Simply put, raw violence only settles which side can most efficiently wield force. The Civil War proved the north had superior military might. Nothing more. It certainly didn’t “settle” the legitimacy of nullification, any more than punching Williams in the nose would prove me right.

Just for fun, let’s pretend the U.S. Constitution is a valid document that we’d at least like to consider before we bundle up our liberties and drop them to the street from our 71st story balcony. Could it be that the Constitution was intended to be just as the Founders described – a compact between sovereign States? A voluntary union that sets up a general level of government with limited, enumerated powers – all other powers remaining in the hands of the States and the people? If we’re willing to consider that possibility, then we must be willing to consider the possibility that the States’ authority supersedes federal authority in all areas except those listed in the Constitution. And the mechanism that Madison, Jefferson and even Hamilton described to assert that State authority over unconstitutional federal acts still stands.

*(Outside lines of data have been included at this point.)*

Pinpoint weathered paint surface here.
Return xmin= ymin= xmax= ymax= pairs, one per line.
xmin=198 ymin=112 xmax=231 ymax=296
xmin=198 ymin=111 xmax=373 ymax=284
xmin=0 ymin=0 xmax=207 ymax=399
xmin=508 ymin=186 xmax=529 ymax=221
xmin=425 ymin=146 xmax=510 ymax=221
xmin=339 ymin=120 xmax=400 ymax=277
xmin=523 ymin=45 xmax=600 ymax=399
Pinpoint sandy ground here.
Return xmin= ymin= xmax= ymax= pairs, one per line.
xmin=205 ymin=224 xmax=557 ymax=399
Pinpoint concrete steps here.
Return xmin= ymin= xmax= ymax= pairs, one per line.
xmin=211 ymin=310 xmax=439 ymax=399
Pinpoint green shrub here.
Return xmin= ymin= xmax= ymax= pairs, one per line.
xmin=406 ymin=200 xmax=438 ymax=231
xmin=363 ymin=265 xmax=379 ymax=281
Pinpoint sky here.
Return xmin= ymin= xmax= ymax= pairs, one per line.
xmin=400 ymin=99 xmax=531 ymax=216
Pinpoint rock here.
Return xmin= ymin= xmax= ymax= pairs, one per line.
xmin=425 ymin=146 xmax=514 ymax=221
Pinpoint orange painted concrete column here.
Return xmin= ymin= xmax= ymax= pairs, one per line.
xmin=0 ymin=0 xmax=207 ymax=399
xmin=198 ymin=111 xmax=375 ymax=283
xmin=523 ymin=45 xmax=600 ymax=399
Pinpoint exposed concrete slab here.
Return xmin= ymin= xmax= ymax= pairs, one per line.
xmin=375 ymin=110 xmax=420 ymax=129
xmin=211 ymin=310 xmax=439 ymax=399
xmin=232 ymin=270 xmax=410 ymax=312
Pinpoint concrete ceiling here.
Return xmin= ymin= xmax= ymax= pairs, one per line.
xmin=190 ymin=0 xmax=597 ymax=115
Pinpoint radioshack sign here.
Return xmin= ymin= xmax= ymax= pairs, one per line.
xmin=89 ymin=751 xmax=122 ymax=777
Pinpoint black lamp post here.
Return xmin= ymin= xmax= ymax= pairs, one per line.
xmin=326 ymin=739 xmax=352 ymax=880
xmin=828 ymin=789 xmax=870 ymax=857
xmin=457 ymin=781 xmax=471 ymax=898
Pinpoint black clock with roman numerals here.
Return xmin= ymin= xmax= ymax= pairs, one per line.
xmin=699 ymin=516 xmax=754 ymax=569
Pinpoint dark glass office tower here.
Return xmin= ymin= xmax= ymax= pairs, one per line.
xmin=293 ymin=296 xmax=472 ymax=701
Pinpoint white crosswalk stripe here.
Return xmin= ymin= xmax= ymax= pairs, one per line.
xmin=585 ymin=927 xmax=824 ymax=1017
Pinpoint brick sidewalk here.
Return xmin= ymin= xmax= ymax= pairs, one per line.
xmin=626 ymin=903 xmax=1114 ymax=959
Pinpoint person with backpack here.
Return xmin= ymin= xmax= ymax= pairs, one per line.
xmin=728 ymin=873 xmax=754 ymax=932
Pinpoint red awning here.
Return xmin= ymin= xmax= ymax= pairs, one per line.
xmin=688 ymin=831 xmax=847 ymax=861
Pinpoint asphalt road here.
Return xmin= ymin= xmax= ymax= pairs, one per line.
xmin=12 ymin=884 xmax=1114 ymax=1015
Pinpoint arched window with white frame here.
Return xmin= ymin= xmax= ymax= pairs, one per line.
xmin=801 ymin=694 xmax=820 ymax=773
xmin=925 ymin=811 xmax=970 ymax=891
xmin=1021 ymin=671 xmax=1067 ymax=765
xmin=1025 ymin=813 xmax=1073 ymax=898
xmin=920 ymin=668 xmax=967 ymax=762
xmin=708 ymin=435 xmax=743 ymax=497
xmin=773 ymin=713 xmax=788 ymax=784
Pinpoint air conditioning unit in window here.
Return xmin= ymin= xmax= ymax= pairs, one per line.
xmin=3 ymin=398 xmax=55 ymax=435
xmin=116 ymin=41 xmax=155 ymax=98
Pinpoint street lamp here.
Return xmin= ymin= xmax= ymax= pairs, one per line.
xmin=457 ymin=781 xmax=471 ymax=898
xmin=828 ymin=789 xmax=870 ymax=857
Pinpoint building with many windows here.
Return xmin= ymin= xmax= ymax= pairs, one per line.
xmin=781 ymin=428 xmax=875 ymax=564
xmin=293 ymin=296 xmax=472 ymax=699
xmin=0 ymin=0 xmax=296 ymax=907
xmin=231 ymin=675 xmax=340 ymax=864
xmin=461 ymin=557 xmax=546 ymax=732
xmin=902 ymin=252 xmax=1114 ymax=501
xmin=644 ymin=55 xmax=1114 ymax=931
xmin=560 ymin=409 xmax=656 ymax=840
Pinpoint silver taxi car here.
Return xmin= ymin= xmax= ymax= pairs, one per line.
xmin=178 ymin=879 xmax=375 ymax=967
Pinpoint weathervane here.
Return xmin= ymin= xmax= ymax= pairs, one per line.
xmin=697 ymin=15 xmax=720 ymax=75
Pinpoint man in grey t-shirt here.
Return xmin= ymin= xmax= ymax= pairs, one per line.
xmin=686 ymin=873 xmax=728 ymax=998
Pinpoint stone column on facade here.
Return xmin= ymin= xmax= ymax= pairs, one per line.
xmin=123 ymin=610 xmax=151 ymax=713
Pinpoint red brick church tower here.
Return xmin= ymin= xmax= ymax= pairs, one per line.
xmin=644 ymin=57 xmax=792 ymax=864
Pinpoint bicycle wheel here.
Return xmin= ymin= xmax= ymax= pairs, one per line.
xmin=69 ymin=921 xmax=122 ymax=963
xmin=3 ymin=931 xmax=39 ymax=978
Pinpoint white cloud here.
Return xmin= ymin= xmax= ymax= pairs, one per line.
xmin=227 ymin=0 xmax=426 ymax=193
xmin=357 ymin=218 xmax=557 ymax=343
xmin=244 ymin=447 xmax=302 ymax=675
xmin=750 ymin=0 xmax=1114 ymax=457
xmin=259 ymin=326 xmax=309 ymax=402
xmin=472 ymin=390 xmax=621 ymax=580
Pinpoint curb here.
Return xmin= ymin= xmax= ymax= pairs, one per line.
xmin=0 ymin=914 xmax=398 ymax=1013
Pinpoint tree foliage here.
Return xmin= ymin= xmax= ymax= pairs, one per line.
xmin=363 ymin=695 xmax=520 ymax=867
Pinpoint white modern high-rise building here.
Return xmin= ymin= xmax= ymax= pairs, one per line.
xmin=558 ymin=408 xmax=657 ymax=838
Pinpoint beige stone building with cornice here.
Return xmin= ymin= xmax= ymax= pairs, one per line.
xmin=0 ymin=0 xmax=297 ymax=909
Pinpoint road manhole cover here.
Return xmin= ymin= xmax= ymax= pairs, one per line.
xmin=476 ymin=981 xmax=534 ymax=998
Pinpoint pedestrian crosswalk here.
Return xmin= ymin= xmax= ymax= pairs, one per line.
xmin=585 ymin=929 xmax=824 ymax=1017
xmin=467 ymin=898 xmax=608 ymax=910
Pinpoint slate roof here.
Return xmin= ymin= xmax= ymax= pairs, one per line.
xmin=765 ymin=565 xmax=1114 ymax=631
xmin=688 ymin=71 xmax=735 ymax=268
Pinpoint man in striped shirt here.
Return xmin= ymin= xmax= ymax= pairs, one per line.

As Jefferson so eloquently put it:

The several States composing, the United States of America, are not united on the principle of unlimited submission to their general government; but that, by a compact under the style and title of a Constitution for the United States, and of amendments thereto, they constituted a general government for special purposes — delegated to that government certain definite powers, reserving, each State to itself, the residuary mass of right to their own self-government; and that whensoever the general government assumes undelegated powers, its acts are unauthoritative, void, and of no force: that to this compact each State acceded as a State, and is an integral part, its co-States forming, as to itself, the other party: that the government created by this compact was not made the exclusive or final judge of the extent of the powers delegated to itself; since that would have made its discretion, and not the Constitution, the measure of its powers; but that, as in all other cases of compact among powers having no common judge, each party has an equal right to judge for itself, as well of infractions as of the mode and measure of redress.